Pass the Information Along to a Person Who Can Confirm the Suspect is Counting
In the late 1980s, while working for Bally’s Las Vegas, I was involved in training floor supervisors to watch our newly implemented double deck blackjack games. The three areas I stress for protecting the double deck games from card counting attack were (1) understanding basic strategy, (2) knowing the minimum bet spread requirements for the double deck game dealt at Bally’s and (3) utilizing the detection short cuts as described previously. I always emphasized the value of detection. One has to detect the presence of a card counter before the suspected counter can be counted down and confirmed. Using the shortcuts also helps side step time wasted due to “false positives.” False positives occur when the casino focuses its efforts on the wrong player. For example, when a player is winning a large sum of money; however, he does not have an adequate bet spread, and/or does not show a correlation to the strategy of play dictated by the shortcuts.
One situation that occurred at Bally’s is a fine example of how using the shortcuts works to detect possible professional-level card counters. While working as a pit manager in a double deck pit, I was approached by one of my floor supervisors. The following is the information she passed along to me:
• The player in question was wagering from $25 to $125. Bally’s double deck game allowed the professional-level counter a reasonable gain if he bet from one to five units.
• The player had been seen taking insurance with a 14 v. A while wagering $125.

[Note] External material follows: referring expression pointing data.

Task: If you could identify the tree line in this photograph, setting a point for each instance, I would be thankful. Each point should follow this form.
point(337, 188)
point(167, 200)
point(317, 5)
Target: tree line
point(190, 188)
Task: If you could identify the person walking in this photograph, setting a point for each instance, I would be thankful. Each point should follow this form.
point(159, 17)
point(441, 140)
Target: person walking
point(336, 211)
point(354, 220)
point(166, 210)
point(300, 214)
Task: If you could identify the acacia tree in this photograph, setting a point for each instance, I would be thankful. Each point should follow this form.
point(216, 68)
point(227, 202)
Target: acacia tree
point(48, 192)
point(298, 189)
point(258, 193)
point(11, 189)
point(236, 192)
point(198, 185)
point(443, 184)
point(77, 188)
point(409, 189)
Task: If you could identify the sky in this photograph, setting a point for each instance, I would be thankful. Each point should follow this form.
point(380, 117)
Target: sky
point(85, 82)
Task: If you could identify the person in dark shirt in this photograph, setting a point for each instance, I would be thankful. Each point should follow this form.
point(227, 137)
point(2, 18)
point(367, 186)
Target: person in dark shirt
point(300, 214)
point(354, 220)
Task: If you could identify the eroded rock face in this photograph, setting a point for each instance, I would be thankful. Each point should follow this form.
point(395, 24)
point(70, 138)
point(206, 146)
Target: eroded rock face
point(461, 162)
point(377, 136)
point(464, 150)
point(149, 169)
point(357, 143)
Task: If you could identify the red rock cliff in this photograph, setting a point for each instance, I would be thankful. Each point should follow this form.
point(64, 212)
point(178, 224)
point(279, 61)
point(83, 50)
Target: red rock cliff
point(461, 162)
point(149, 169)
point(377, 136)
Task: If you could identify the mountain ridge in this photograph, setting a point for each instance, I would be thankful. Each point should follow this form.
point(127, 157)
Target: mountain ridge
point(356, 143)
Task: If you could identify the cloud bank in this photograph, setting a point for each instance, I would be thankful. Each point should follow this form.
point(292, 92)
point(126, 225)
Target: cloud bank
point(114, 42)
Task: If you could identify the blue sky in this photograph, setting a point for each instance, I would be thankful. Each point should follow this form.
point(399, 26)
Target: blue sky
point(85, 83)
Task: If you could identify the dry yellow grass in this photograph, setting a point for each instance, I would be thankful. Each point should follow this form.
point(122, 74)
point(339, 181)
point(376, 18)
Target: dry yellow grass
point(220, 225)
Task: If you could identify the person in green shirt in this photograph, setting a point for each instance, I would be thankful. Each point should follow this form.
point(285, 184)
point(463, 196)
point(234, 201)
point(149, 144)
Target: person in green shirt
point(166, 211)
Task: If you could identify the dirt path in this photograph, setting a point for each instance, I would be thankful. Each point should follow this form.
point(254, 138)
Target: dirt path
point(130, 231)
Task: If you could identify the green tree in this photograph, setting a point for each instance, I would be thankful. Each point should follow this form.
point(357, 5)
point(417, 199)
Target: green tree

• The floor supervisor noted that on a number of hands, the player stood on 15s and 16s against a T while wagering $100 to $125. At other times, the player was observed hitting those same hands while wagering $25.
• The player split TT v. 6 while wagering $125.
After listening to her explanation of these observations, I contacted surveillance and tipped them to the player and the noted play/wager observation. Less than 30 minutes later, the shift manager arrived in our pit and proceeded to back the player off the game for counting cards.
A blackjack player suspected of counting cards must have an adequate bet spread, based on the number of decks and game rules, in which to overcome the basic mathematical advantage of the game and gain a worthwhile return for his time on the table. Don’t waste time and resources observing and counting down players who do not utilize an adequate bet spread. Just because they are winning doesn’t mean they are counting cards. Note: Don’t let your focus on card counting cloud your mind to other advantage play and cheating possibilities. I can think of numerous situations where floor operations and surveillance were unsuccessfully focused on card counting while the player was actually employing another advantage play technique.
If you observe a player spreading an adequate bet spread, look for a correlation between the size of his bet and the hand decision strategy he employs. Remember to watch for deviations from basic strategy in areas of hitting/standing mostly with 15s and 16s versus the dealer’s 10 value card, double down on 9s and 10s on borderline plays and splitting two 10 value cards against a dealer’s up-card of five and six. The most important player decision to look for is insurance. Watch for a player taking insurance with any hand value when he is wagering a higher limit bet.
Using this shortcut method is only good for detecting card counters. Once a player has been detected using the shortcut method, the information must be passed along to someone capable of confirming the count play. Confirmation needs to be accomplished by someone with access to counter catcher software, or has at the very least, a semi-professional knowledge of how to count cards.